I'm using etcd client in my web api application and have implemented watch which works fine. However i'm facing the following issue.
Etcd connection gets disconnected
To Reproduce Steps to reproduce the behavior:
- During web api bootstrap initialize the etcd client and read the keys , registered a watch and loaded the IConfiguration with the keys.
- Change any value of the key in etcd
- We are able to get the call back with the updated value.

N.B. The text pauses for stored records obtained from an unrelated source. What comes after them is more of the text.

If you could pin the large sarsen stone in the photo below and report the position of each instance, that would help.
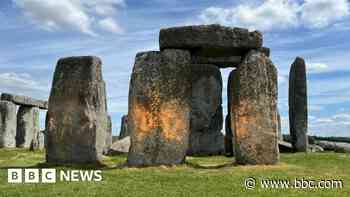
(254, 110)
(27, 126)
(213, 40)
(159, 108)
(206, 114)
(77, 116)
(7, 124)
(298, 105)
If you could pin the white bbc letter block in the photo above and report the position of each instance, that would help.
(31, 175)
(14, 175)
(48, 175)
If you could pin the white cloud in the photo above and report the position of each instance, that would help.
(110, 25)
(22, 84)
(270, 14)
(316, 67)
(279, 14)
(57, 15)
(336, 125)
(104, 7)
(321, 13)
(77, 15)
(282, 79)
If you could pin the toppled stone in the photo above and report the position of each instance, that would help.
(24, 100)
(315, 148)
(340, 147)
(7, 124)
(120, 146)
(298, 105)
(159, 108)
(254, 110)
(206, 114)
(77, 118)
(210, 40)
(27, 126)
(124, 132)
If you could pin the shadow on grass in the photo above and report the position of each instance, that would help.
(210, 167)
(54, 165)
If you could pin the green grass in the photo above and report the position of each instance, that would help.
(201, 176)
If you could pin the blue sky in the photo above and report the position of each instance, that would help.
(36, 33)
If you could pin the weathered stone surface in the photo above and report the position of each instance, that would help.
(228, 137)
(222, 62)
(230, 141)
(108, 142)
(279, 126)
(24, 100)
(215, 40)
(124, 132)
(298, 105)
(27, 126)
(285, 147)
(77, 116)
(7, 124)
(159, 108)
(206, 114)
(341, 147)
(120, 146)
(315, 148)
(265, 50)
(254, 110)
(38, 142)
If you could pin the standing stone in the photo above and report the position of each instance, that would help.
(41, 140)
(254, 110)
(230, 141)
(206, 115)
(124, 132)
(7, 124)
(228, 137)
(77, 116)
(298, 105)
(279, 126)
(38, 143)
(159, 108)
(27, 126)
(108, 142)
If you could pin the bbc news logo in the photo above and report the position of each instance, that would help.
(49, 175)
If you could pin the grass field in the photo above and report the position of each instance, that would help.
(200, 176)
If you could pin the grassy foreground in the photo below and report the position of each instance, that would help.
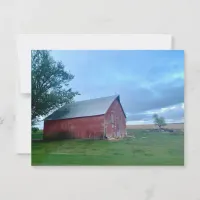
(147, 148)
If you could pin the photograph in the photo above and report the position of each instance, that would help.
(107, 107)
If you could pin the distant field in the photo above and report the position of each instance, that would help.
(152, 126)
(139, 148)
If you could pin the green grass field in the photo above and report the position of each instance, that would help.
(147, 148)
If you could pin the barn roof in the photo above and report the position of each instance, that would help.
(86, 108)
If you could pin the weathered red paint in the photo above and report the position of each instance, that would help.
(90, 127)
(115, 120)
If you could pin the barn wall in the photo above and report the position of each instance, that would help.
(117, 127)
(86, 127)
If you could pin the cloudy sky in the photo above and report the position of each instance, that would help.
(148, 82)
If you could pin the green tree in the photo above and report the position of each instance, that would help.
(159, 121)
(50, 84)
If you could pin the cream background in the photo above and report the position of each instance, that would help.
(177, 17)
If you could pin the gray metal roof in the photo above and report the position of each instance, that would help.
(85, 108)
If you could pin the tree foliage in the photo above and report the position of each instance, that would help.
(50, 84)
(159, 121)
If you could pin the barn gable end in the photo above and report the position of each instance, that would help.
(86, 119)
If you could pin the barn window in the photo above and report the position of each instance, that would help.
(112, 118)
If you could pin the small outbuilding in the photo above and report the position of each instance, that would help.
(89, 119)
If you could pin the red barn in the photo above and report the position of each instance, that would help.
(94, 118)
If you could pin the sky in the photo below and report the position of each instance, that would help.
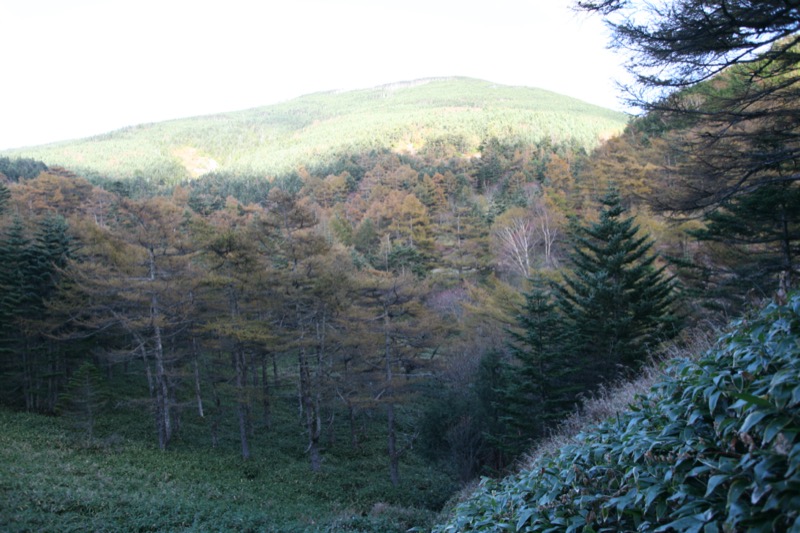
(77, 68)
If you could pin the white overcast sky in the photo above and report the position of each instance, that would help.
(74, 68)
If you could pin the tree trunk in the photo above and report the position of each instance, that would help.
(241, 409)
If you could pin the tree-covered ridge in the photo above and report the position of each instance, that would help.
(312, 131)
(715, 446)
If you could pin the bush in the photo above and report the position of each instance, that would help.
(714, 446)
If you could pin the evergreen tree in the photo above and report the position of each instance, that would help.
(85, 397)
(758, 238)
(537, 390)
(617, 303)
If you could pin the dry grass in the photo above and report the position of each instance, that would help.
(609, 400)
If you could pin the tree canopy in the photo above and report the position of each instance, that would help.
(723, 75)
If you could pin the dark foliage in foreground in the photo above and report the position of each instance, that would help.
(714, 447)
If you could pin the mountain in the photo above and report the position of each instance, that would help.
(314, 130)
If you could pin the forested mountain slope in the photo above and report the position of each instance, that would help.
(314, 131)
(714, 446)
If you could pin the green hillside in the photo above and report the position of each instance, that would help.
(313, 130)
(712, 447)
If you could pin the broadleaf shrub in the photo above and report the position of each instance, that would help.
(714, 446)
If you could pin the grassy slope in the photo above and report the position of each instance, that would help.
(714, 445)
(51, 480)
(312, 130)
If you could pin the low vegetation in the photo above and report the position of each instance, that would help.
(713, 446)
(54, 478)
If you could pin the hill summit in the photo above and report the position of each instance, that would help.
(313, 130)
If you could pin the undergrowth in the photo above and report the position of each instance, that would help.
(54, 480)
(712, 446)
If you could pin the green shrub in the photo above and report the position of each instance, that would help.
(714, 447)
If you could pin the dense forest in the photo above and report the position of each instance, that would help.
(399, 314)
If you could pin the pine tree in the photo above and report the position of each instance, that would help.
(538, 390)
(5, 197)
(618, 304)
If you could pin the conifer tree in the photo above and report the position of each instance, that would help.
(618, 304)
(538, 390)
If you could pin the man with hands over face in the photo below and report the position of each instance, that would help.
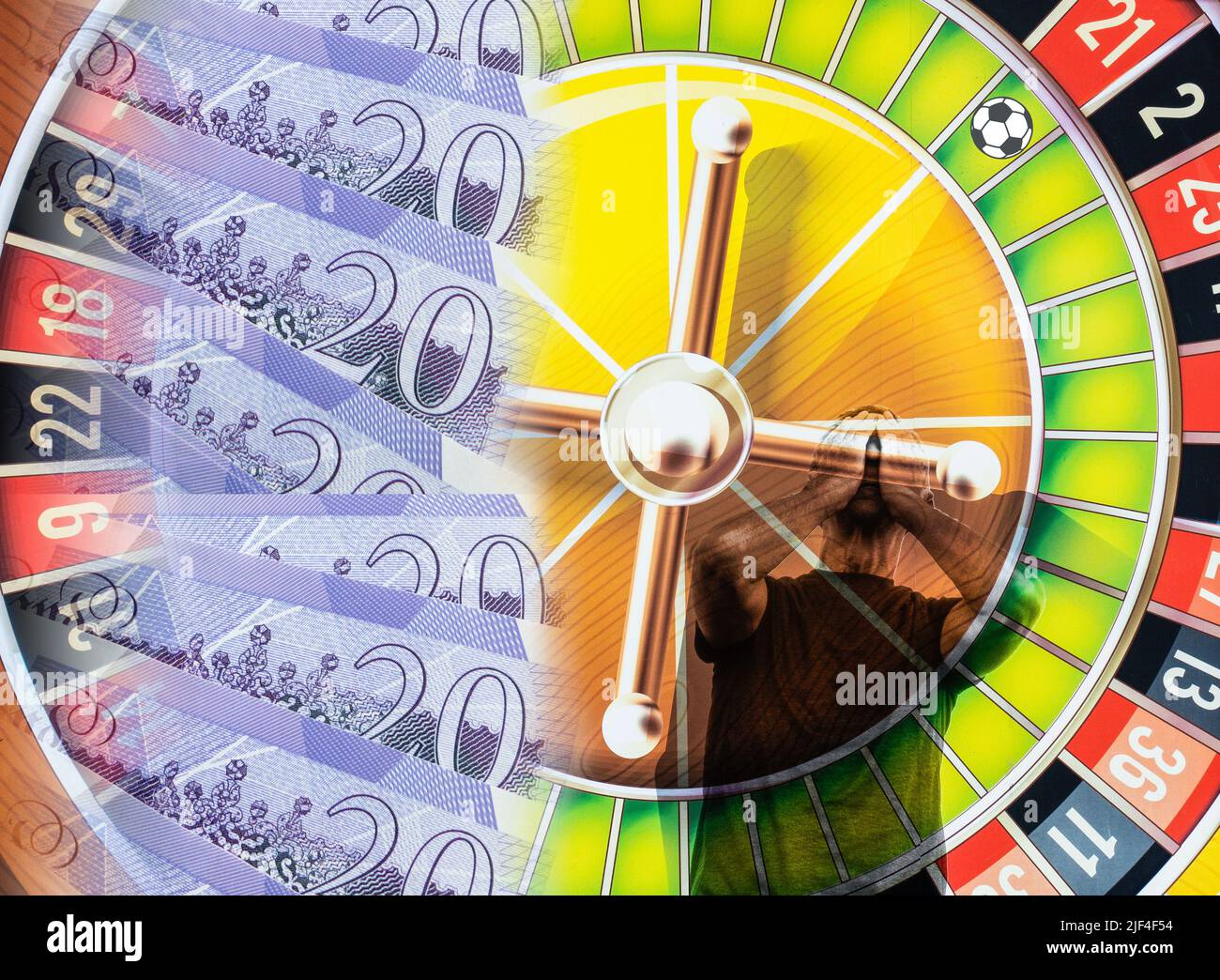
(780, 645)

- Stop etcd and start it again.
- Change the value of any key
- Unable to receive the watch callback. It seems like with the etcd restart the connection was lost and has not reestablished the connection.
Expected behavior Application should be able to receive the callback notification with the updated key / value
silent reconnect to watch may be dangerous.
if watch starts from specific revision, callbacks called again from these revision and its break watch stream ordered guarantee
https://etcd.io/docs/v3.3/learning/api_guarantees/#consistency
if watch start from current revision, reconnect can skip some events
we are sometimes got both these problems.
but root of the problem is that occasionally connection didnt closed, and watch wait infintly. and Client code cant handle this.
that can be easy reproduce with kubectl port-forward to any etcd in k8s, then start local etcdctl watch on etcd and stop port-forwarding.
problem may be solved with grpc pings, but they are available only from dotnet6+ https://docs.microsoft.com/en-us/aspnet/core/grpc/performance?view=aspnetcore-6.0#keep-alive-pings
Thanks @setood . I see a lot of great features have been added to the grpc client. I will try to re design the whole client again.
IMO, I think it should be fair to say that people should be able to easily upgrade their dotnet versions, considering breaking changes are not that much in most areas.